I'm sometimes asked, by people who don't know me very well, if I ever miss my marriage. They'll say well-meaning (or passive-aggressive) things like, "Don't you miss having someone to come home to?" or, "Don't you miss having a physical relationship?"

I usually just say, "No, not really." Or, start laughing. Or, throw up into the nearest bush.

But the other day, I thought about it and I realized that I've done those people a disservice. Honestly, there are a few reasons I miss my sh*tty marriage:

1. I just can't seem to get the hang of remembering when to put the trash cans by the curb.

If I have to stuff another week's worth of trash and recycling into already full containers, I may just have to ask him to swing by once a week. Or set a reminder on my phone.

2. The house doesn't look the same without his scattered things.

Dung-piles of loose change, dirty socks, collection of broken electronics, or his Mad Max poster. It lacks a certain ... what is it? Yeah, yak-factor.

3. Not having sex with him is almost as boring as sex with him was.

4. I miss those quiet conversations at the end of a long day.

The ones about him, his stress, his importance, him, his busyness, his workload, him, his goals, his boss, him, his plans for tomorrow and also, him. Thankfully, I can talk to myself now.
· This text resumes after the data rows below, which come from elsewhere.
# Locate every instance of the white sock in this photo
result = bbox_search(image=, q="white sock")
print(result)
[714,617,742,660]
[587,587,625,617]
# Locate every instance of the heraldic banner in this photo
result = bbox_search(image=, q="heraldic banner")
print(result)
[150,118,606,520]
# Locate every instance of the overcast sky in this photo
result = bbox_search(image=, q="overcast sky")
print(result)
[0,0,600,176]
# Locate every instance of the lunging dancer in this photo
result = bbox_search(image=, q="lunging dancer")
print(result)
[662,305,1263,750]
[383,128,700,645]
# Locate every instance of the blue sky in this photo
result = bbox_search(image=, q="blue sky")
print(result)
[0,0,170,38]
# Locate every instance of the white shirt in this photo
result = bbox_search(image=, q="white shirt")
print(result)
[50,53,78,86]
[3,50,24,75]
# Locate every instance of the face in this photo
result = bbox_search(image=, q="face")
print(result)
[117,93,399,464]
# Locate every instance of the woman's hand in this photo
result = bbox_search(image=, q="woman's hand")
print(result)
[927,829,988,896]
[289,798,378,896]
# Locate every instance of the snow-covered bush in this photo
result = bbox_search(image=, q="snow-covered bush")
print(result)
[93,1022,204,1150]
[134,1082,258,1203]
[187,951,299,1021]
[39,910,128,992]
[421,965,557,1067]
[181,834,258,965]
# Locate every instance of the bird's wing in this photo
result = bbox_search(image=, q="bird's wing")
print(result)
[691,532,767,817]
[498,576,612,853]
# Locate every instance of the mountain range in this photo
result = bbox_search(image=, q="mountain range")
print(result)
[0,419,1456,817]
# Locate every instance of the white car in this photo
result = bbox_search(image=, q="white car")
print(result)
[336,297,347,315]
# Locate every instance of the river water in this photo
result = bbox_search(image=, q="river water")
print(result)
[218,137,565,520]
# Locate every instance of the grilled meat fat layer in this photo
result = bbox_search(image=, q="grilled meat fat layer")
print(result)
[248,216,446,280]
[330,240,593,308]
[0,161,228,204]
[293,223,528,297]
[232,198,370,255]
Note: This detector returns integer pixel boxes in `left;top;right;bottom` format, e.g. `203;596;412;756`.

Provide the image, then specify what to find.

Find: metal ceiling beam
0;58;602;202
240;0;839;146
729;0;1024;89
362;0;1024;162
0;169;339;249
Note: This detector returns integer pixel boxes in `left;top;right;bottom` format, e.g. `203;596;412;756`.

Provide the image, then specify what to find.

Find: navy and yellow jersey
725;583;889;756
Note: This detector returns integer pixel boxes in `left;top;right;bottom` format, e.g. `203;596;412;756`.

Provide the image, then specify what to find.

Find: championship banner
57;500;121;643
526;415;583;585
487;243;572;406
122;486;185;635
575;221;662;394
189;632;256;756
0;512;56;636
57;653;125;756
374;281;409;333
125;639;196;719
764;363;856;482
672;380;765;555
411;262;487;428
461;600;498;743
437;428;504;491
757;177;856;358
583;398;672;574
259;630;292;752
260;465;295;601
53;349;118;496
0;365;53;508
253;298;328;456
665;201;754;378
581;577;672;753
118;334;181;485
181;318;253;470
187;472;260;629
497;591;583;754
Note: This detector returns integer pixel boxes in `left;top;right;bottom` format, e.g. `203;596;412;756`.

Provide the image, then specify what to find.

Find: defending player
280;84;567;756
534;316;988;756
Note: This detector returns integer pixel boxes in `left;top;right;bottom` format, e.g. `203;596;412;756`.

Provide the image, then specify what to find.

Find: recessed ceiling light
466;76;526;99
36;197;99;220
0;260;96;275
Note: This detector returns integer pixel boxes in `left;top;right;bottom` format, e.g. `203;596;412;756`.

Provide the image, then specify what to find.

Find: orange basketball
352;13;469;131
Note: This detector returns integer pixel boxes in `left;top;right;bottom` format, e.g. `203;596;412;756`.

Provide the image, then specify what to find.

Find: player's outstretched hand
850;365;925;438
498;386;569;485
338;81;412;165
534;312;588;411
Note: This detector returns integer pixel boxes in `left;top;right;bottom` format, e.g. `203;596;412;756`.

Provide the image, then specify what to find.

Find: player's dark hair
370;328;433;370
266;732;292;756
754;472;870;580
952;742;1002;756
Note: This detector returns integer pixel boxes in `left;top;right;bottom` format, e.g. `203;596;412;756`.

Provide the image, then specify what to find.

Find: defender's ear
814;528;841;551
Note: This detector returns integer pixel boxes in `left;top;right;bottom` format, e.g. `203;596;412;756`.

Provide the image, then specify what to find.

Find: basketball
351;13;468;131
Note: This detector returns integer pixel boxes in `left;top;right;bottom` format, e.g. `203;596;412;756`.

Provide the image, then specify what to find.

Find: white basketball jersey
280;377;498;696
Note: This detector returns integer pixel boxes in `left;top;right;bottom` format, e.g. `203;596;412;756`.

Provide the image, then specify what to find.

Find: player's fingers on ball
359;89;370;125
5. I keep running out of things for my car. 

Water, oil, transmission fluid, brake fluid, air, power steering fluid, and that blue stuff that I always see in the driveway.

6. I have twenty-seven unopened jars of pickles.

7. I'm five-foot one and he got the stepladder in the divorce.

8. I've been spending too much time taking care of myself.

Last month, I painted my toenails TWICE. It's a little shameful and self-absorbed, really. I was a less-selfish person when I was nursing him 24/7 for a week out of every month. Sinuses, you know.

9. I see way too little of his friends.

10. The money I've saved on bikini waxes has been shamelessly squandered on groceries, particularly coffee ice cream.

I really owe those well-meaning (passive aggressive) folks (jerks) an apology. I miss him more than I thought.